Team Structures
Projects should begin with a preparation phase, which may also be your pilot phase with the data vendor. Instructions should be carefully made with a lot of communication between the project manager and research team. A small team of experienced annotators should use these instructions to create the first set of completed tasks, which are then reviewed by the PM & research team.
Use this first batch of tasks to iterate on the instructions. These tasks then become the first set of benchmark tasks, which you’ll test future onboarded annotators on. You’d give new annotators these tasks and expect the answers to be nearly the same, this way you can immediately score an annotator’s performance on the benchmark before allowing them to work on real tasks. Additionally you should periodically give benchmarks to annotators to test for continued adherence to the instructions.
Some data vendors operate mostly flat hierarchies for their projects. At micro1 we’ve learned that placing annotators and their reviewers into a single team or “pod” has several benefits:
- People know who their manager is.
- Pod Leads feel responsible for upskilling their annotators.
- Annotators feel more comfortable asking for clarification within their pods.
- Since everyone in the pod has the same specialization, pods can stay together between projects.
- Annotators can take feedback from their pod’s reviewers more constructively.
At micro1, pods are composed of 10 annotators, 5 reviewers, and a pod lead.
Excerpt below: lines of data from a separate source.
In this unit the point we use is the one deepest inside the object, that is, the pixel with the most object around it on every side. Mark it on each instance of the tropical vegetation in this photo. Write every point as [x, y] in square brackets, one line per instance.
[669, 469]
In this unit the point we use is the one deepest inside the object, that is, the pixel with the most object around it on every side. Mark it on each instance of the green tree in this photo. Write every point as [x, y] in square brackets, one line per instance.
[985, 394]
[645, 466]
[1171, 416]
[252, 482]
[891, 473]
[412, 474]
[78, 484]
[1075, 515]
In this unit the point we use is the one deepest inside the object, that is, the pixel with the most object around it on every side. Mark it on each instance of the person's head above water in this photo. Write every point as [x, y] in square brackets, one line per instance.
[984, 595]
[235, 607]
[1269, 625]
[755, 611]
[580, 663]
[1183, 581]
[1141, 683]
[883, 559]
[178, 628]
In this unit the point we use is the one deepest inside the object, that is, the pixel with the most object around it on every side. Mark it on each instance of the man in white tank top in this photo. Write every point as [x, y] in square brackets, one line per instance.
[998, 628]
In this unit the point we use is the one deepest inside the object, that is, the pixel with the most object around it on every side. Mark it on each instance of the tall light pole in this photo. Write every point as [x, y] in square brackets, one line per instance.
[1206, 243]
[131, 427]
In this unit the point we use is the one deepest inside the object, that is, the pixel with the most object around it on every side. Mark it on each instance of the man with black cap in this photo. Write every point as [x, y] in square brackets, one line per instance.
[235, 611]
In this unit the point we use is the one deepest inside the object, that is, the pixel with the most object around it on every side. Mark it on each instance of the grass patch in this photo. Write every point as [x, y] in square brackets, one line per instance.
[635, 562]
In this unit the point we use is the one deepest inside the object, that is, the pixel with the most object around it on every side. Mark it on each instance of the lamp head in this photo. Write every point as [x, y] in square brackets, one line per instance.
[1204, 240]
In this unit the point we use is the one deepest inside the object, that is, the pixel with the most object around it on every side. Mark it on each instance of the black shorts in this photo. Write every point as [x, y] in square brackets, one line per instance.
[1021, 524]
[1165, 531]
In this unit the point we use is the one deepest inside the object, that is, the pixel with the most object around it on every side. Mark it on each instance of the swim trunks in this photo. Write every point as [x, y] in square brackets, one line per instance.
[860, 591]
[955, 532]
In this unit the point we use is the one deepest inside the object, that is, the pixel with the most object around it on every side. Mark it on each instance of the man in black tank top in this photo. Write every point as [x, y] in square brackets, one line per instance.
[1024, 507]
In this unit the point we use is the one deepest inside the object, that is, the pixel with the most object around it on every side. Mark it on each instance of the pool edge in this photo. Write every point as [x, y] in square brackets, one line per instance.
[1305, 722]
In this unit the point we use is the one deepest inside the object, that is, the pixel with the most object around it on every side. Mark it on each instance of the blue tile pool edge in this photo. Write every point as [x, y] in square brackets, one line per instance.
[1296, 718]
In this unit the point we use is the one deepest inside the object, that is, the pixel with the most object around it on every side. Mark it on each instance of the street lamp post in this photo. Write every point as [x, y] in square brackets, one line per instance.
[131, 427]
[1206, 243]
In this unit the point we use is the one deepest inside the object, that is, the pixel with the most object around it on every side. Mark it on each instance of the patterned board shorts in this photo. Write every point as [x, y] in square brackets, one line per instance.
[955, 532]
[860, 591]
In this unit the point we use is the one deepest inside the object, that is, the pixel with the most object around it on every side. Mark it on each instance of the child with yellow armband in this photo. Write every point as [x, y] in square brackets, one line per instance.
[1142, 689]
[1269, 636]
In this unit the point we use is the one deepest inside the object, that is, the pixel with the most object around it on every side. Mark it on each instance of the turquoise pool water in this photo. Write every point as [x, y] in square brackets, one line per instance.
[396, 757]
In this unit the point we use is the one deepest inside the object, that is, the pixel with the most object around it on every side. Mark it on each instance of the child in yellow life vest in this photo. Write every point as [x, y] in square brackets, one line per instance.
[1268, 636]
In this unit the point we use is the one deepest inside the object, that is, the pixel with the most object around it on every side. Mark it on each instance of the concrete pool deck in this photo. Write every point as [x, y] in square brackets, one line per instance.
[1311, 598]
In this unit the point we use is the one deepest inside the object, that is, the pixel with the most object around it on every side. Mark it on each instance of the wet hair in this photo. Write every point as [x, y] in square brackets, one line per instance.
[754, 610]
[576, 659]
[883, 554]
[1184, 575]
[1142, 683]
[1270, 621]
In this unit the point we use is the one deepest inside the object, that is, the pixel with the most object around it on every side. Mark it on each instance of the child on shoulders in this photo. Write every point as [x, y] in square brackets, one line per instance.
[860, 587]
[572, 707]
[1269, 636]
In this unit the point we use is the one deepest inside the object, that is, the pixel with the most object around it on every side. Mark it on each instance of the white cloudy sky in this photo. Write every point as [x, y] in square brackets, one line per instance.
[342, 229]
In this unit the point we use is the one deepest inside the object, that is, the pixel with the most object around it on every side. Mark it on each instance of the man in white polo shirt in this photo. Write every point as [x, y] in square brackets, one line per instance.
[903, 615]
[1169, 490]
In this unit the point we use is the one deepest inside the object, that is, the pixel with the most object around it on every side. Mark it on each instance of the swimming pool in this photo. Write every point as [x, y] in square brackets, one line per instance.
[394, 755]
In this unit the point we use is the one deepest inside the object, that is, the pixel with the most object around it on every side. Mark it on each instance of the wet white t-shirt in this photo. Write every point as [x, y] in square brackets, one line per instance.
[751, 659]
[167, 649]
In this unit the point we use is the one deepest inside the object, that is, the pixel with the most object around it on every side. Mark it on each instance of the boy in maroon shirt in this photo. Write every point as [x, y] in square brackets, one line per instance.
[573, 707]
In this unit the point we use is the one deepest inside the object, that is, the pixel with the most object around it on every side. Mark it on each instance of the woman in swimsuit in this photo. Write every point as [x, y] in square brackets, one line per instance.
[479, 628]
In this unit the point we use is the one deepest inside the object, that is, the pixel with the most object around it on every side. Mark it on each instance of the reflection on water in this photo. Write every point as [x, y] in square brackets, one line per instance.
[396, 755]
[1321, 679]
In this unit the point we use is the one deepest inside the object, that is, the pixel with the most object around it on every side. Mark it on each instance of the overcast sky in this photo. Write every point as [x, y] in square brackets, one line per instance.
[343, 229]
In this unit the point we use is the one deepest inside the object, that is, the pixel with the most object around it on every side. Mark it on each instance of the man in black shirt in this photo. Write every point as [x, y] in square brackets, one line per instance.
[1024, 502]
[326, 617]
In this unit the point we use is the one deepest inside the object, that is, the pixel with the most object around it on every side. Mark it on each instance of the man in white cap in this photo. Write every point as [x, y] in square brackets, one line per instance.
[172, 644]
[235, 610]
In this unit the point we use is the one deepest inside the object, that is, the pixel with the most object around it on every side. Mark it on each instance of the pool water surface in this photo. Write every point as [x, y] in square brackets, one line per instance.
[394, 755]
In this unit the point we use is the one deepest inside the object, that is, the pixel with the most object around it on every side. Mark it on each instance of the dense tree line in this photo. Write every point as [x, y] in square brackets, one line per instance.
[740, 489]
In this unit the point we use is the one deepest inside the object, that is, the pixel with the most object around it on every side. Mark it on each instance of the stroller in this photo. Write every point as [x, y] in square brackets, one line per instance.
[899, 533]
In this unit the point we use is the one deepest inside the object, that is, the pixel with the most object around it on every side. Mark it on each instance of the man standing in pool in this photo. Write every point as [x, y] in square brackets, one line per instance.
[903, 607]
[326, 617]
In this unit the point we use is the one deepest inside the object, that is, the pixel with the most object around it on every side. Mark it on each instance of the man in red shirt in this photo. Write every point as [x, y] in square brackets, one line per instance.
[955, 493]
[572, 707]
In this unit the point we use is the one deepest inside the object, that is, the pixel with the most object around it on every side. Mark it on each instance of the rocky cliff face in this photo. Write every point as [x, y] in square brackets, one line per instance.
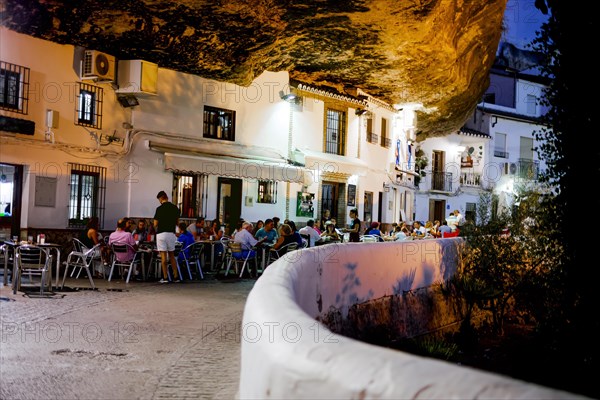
[435, 52]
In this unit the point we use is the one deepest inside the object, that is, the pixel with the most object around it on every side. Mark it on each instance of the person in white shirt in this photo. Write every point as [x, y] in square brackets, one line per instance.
[311, 232]
[460, 219]
[451, 220]
[247, 240]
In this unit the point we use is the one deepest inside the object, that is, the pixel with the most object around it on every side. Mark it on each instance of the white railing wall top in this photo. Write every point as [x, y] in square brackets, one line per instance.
[287, 354]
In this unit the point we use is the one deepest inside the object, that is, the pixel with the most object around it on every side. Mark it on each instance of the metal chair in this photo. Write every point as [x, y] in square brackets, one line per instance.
[83, 258]
[124, 248]
[369, 239]
[32, 260]
[193, 255]
[276, 254]
[236, 255]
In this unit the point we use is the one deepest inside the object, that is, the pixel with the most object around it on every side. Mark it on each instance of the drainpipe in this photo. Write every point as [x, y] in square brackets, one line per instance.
[290, 137]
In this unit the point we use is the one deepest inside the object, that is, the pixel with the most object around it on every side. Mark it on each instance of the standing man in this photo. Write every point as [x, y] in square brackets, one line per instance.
[166, 219]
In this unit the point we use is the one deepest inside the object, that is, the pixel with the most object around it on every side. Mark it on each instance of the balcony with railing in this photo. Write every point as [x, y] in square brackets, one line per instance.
[528, 169]
[441, 181]
[472, 179]
[500, 153]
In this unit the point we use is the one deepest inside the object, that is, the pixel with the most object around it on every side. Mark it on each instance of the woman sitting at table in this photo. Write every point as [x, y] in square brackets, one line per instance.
[374, 231]
[330, 232]
[90, 237]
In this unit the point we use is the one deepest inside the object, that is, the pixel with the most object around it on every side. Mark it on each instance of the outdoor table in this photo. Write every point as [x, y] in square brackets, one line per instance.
[212, 250]
[10, 246]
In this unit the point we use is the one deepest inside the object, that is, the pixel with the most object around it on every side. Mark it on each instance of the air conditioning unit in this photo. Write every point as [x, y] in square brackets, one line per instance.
[98, 65]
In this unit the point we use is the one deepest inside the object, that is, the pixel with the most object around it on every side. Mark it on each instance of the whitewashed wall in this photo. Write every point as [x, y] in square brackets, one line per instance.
[286, 353]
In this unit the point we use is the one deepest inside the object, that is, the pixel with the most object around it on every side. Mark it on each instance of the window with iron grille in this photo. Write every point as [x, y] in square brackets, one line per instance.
[335, 132]
[87, 193]
[190, 194]
[219, 123]
[14, 87]
[89, 106]
[267, 192]
[471, 212]
[385, 140]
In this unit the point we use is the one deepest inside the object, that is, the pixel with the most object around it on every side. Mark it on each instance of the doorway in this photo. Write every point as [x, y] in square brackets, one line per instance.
[437, 210]
[329, 199]
[229, 201]
[11, 186]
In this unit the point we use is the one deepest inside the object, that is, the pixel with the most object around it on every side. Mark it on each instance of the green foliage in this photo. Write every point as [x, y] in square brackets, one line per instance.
[501, 273]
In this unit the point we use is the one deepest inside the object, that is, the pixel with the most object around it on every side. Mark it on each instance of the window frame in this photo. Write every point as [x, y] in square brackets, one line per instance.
[76, 217]
[199, 185]
[266, 188]
[500, 152]
[211, 124]
[339, 141]
[19, 99]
This pod lead may either be a senior reviewer or a member of micro1’s Client Success team. Pod sizes can also vary, but a good rule of thumb is that the pod lead should be able to recall the name of every annotator in their pod. If the pod is too large, the pod lead may not be able to efficiently manage and track the progress of their annotators.
While research teams don’t need to be familiar with their data vendor’s internal team structures, they should be aware that different structures can lead to different incentives and project outcomes and they should feel comfortable inquiring about this when selecting a data vendor.